ACT 2020: Upcoming Changes
The ACT has remained, in many ways, essentially unchanged for decades. That’s all about to change in September 2020 and will necessarily change the tutoring process. However, there is little to fear here. The SAT completely revamped itself twice in the past 15 years, going from a scale of 1600 to 2400 and then back to 1600, and everyone adapted successfully to the changes. Fortunately, the ACT will not be changing in such a drastic fashion; rather, it will begin offering students more options in terms of how they test starting next year.
First, the ACT will begin allowing for an in-house super-score policy, allowing students the option to have ACT, Inc., rather than college admissions officers, calculate their super-score. A super-score is the result of multiple test sittings in which the highest section scores (English, Math, Reading, Science) are recombined for a new composite score. Since fewer schools have super-scored the ACT historically, this could ultimately help students who might have been better suited to the ACT but who opted to take the SAT in hopes of maximizing their super-scores settle on the test that is best for them, thus leveling the playing field between the exams.
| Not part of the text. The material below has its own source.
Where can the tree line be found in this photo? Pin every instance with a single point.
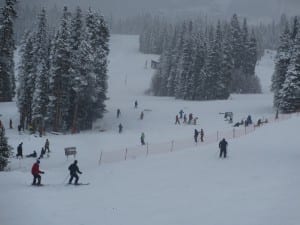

The ACT will also start offering students the opportunity to retake individual sections, rather than the entire test, which will allow students to concentrate on their particular weaknesses, without having to worry about focus so much on a weaker section that their stronger sections take a hit on the next test. This will allow students who are significantly stronger in particular areas to target their weaker areas without worrying about whether they are spending enough time maintaining their high scores in other sections. It is important to note that this option will only be available to students who have previously taken a full ACT. So the tutoring process will remain the same for, at least, the first ACT and then students have the option to either retake the entire test or pinpoint specific sections that need work.
Consistent with their other changes, the ACT will allow students to choose between two testing modes—paper or online. There are pros and cons to both, of course. Some people—like me—strongly prefer paper test administrations, and many of my students do as well. However, some of my students have already had the opportunity to take the online administration and loved it. The biggest benefit of the online administration lies in score release timelines. By taking the test online, students will receive their scores far sooner than if they take the test on paper, as early as two business days after their test date. I have seen countless students spend weeks fretting about their scores after their test date, so I have a vested interest in getting scores to students as soon as possible. However, I am also thrilled that students still have the option to test on paper. It is clear that the ACT is moving toward a more student-centered take on testing. Do you live on the internet and take all of your notes digitally? You can take the ACT in a format that’s familiar to you. Do you struggle to focus when looking at a screen? You can still take the ACT on paper.
Ultimately, the changes to the ACT will be nowhere near as drastic as the changes we’ve seen to the SAT in the past. These changes will benefit students by giving them more options to cater to their specific learning styles. If students could adapt to the 2016 SAT, they can definitely handle the changes coming to the ACT in 2020.